I have tried to go about this in a direct manner but haven't had any luck. For a bounded linear operator I am using the standard definition:
Let $X$ and $Y$ be normed linear spaces. A linear operator $T: X \to Y$ is bounded if there exists an $M \geq 0$ such that $||T u|| \leq M ||u||$ for all $u \in X$.
Lastly it is worth noting that I am considering the standard norm of $c_0$. That is to say $$||(x_1, x_2, x_3, \cdots)|| = \sup \{ |x_n| : n \in \mathbb{N} \}.$$
Best Answer
Let me complement QuantumSpace's answer by showing that $\|T\| = 1$ but $T$ does not attain its norm.

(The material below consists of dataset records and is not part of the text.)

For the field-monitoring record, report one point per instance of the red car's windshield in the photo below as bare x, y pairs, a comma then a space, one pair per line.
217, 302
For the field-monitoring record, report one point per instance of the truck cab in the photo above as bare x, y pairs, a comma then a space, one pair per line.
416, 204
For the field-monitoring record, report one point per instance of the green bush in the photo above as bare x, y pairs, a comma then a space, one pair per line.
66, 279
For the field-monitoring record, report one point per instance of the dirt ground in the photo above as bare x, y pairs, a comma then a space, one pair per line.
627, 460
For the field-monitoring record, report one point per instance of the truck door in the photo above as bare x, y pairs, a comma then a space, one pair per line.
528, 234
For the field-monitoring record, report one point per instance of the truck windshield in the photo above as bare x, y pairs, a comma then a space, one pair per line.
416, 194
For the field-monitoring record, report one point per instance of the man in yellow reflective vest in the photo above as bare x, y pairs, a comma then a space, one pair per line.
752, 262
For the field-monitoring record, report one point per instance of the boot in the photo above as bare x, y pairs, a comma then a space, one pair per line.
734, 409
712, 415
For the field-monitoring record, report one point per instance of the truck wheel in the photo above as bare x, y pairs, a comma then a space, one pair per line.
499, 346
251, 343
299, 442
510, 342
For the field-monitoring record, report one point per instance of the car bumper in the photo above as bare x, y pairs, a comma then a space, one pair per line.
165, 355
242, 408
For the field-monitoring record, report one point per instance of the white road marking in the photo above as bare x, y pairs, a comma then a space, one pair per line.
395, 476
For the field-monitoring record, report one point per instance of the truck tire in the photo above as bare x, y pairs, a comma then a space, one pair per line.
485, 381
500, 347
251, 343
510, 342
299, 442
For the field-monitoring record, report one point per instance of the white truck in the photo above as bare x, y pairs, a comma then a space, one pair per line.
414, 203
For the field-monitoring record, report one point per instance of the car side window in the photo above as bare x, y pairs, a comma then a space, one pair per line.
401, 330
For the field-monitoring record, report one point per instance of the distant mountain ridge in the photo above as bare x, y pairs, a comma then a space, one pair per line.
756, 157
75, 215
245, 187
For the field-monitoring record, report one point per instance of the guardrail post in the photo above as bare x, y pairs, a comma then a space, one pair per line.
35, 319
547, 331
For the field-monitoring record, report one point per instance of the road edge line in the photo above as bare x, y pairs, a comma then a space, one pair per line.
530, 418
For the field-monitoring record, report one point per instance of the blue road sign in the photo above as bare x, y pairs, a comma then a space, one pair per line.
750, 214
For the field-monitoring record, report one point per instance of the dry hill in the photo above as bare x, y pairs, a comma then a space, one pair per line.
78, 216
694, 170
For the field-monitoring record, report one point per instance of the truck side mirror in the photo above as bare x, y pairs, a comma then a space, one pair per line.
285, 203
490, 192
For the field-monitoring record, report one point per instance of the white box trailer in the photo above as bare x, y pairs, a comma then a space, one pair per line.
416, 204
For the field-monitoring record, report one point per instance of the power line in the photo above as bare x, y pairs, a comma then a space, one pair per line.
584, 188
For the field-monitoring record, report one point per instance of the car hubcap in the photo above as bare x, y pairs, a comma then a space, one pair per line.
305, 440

We shall first show that $\|T\| = 1$. The inequality $\|T\| \leq 1$ has already been shown, so I will show the other inequality. For this define, for $n \in \mathbb{N}$, $f_n(t) = n \chi_{[1-\frac{1}{n},1]}$. That is $f_n(t) = n$ for $t \in [1-\frac{1}{n},1]$ and $f_n(t) = 0$ otherwise. It follows that $$\|f_n\|_1 = \int_0^1 |f_n(t)| dt = \int_{1-\frac{1}{n}}^1 n dt = n \frac{1}{n} = 1.$$ Further, $$\|Tf_n\| \geq \int_0^1 |f_n(t)t| dt = n \int_{1-\frac{1}{n}}^1 t dt \geq n \int_{1-\frac{1}{n}}^1 (1-\frac{1}{n}) dt = n \frac{1}{n}(1-\frac{1}{n}) = 1- \frac{1}{n}.$$ It follows that $\|T\| \geq 1-\frac{1}{n}$. As $n \in \mathbb{N}$ was arbitrary, $\|T\| \geq 1$ and we are done.

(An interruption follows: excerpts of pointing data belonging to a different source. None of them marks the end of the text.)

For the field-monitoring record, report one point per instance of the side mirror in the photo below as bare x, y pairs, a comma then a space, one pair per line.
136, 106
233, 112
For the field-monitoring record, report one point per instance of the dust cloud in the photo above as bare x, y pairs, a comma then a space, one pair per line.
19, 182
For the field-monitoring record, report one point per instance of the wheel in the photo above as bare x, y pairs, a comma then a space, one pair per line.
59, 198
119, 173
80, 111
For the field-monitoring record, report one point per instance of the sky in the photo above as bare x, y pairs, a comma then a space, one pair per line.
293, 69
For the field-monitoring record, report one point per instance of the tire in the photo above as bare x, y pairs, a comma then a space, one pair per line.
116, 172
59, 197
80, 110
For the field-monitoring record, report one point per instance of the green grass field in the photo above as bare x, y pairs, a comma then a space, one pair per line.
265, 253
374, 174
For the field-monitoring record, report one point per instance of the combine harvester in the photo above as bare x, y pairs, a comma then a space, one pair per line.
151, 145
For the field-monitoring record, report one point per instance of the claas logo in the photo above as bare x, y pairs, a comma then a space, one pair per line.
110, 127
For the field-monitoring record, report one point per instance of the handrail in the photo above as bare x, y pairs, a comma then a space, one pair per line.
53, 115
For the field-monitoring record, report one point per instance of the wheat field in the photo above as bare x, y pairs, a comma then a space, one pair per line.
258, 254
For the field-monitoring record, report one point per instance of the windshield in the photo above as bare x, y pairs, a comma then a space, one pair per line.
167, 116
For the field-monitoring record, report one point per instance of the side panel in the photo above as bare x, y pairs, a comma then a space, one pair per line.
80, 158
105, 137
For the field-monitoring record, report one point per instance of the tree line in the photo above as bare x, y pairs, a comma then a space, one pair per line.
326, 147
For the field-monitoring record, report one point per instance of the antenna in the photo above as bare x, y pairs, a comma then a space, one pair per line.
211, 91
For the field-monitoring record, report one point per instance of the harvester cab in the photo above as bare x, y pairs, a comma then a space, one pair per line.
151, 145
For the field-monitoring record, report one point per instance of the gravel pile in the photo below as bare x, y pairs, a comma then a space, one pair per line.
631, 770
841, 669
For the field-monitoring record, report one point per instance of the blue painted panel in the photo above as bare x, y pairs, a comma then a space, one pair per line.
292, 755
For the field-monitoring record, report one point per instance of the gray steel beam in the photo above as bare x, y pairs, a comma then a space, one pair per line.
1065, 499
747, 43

Now we will show that $T$ does not attain its norm. We have the following inequalities for any $f \in L_1$: $$\|Tf\| \le \sup_n \int_0^1 |f(t)t^n|dt \le \int_0^1 |f(t) t|dt \overset{(*)}{\le} \int_0^1 |f(t)|dt = \|f\|_1.$$
Note that $(*)$ becomes an equality if and only if $f = 0$ a.e. Otherwise we would have $|f|>0$ on a set $M$ of positive measure and thus $|f(t)t| < |f(t)|$ on $M$ which would give us the sharp inequality in $(*)$. It follows that $T$ does not attain its norm.